Fascinating 1794 large cent brings $28,200 at Heritage auction
- Published: Feb 14, 2015, 2 AM
The discovery of a new example of a rare, desirable and popular coin variety is an exciting numismatic moment.
The catalog states: “This delightful Starred Reverse cent was consigned as a regular 1794 large cent with plans to be sold in one of our weekly Internet sales. However, our staff numismatists, who are always working for the benefit of our consignors, noticed the tiny stars visible on the reverse from 6 to 10 o’clock.”
The example is graded About Good 3 by Numismatic Guaranty Corp., although Heritage notes that the obverse easily grades Very Good 8. The Fair 2 reverse is typical for the issue, which generally has a weak reverse.
Examples of this popular variety are infrequently offered, and have become more expensive over the past decade.
The “Starred Reverse” cent gets its name from the 94 tiny five-point stars around the reverse that appear between and occasionally under the dentils.
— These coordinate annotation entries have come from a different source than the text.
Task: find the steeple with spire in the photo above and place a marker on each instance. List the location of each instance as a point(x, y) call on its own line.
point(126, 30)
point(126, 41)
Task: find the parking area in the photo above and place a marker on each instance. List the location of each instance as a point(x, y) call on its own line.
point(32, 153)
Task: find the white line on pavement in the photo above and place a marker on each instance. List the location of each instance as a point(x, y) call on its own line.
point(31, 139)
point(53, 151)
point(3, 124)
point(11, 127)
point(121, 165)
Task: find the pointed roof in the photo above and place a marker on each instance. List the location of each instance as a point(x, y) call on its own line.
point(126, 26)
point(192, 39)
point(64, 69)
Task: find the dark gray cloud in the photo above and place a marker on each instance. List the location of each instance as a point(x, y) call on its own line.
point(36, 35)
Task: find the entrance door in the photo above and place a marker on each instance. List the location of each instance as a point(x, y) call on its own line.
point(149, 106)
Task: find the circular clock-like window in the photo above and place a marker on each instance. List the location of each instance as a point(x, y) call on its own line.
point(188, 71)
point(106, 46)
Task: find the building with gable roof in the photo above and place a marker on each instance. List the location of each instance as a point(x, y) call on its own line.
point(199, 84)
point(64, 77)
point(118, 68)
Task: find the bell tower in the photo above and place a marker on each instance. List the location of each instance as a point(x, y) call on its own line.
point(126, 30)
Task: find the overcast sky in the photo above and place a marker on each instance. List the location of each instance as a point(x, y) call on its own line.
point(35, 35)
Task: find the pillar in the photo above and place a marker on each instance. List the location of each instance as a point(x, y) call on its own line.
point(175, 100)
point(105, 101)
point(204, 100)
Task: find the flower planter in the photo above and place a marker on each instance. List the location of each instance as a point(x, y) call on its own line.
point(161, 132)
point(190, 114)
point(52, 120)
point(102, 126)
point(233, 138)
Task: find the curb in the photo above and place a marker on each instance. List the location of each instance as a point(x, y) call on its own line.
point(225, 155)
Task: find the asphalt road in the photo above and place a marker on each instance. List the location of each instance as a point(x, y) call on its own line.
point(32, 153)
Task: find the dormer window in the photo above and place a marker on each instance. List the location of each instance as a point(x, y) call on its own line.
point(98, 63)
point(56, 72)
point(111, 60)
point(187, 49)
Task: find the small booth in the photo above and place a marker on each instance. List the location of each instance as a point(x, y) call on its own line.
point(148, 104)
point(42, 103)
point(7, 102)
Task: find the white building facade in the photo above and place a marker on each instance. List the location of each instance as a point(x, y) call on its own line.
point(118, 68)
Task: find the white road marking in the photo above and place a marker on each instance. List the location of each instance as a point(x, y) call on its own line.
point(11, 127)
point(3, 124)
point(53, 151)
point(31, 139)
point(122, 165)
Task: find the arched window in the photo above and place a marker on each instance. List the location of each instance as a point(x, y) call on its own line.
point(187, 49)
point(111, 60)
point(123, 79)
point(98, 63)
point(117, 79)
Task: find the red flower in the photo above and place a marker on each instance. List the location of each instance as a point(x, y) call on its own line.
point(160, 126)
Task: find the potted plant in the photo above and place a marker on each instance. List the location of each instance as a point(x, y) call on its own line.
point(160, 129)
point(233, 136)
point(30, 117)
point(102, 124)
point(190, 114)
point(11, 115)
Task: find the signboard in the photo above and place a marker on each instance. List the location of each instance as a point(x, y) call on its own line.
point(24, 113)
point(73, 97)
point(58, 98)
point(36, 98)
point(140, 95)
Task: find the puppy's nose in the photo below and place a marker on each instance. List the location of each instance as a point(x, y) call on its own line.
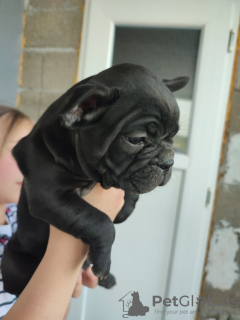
point(166, 165)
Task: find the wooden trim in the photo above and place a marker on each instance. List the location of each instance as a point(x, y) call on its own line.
point(222, 157)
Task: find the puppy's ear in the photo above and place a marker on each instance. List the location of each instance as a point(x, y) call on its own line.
point(89, 103)
point(176, 84)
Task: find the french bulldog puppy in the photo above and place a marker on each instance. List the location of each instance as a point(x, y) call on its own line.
point(115, 128)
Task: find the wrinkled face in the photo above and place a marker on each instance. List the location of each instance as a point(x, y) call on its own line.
point(141, 156)
point(125, 119)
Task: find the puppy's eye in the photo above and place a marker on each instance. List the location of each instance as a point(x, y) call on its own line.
point(136, 140)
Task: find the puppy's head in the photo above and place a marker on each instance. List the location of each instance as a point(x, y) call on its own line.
point(124, 120)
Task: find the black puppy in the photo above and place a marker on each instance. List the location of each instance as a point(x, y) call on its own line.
point(115, 128)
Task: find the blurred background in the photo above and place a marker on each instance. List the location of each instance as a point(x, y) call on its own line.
point(184, 238)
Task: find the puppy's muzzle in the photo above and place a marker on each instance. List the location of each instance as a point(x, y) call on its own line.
point(165, 166)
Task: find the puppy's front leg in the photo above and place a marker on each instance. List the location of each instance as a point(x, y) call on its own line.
point(127, 209)
point(70, 213)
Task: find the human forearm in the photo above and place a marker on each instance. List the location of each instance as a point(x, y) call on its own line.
point(48, 292)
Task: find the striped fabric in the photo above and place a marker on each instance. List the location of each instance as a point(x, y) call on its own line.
point(6, 231)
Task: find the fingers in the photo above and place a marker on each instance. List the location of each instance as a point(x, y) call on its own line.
point(108, 201)
point(86, 278)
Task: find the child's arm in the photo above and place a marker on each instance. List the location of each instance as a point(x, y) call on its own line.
point(48, 293)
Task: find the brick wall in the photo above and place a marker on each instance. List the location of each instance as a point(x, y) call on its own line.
point(50, 52)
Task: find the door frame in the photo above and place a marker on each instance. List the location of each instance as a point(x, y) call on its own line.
point(212, 84)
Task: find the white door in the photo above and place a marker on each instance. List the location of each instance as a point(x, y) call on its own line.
point(159, 251)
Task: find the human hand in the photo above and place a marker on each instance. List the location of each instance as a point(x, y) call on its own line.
point(108, 201)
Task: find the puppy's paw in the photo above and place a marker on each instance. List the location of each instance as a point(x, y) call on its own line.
point(101, 270)
point(107, 283)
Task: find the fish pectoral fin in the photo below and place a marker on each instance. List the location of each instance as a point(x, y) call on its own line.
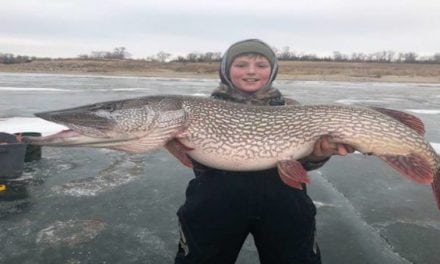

The variety was discovered by 19th century dealer Henry Chapman in the 1870s and the number of known examples has grown from 10, as stated in a 1908 catalog, to an estimate of as many as 70 known today, with examples continuing to be discovered.
For example, Coin World’s William T. Gibbs wrote in 2005 the story of an Arizona coin dealer who discovered one in his inventory. Paul Gilkes wrote a story on an example that was purchased for just $25 (unattributed, of course) by a sharp-eyed Pennsylvania collector.
Heritage once wrote, “there are only a few coins that can be identified without mentioning their date. The Starred Reverse is one of those coins.”
The large cents of 1794 are popular with collectors because there are more than 80 combinations of obverse and reverse dies, although the “Starred Reverse” variety is likely the most famous.
William H. Sheldon, who wrote Penny Whimsey, the standard reference on early large cents where the “Starred Reverse” is numbered S-48, suggested that the coins were “the whim of an idle hour at the Mint.” Other theories abound.
Could it be an homage to the 94 signers of the Declaration of Independence? Perhaps it pays tribute to 1794, or were the stars considered as a possible replacement of the dentils? The issue is of great interest to numismatists and researcher Pete Smith published a book in 1986 titled The Story of the Starred Reverse Cent where he identified 41 pieces. He later updated this to include more discoveries.
Look at your 1794 Liberty Cap cents! Who knows what you may find.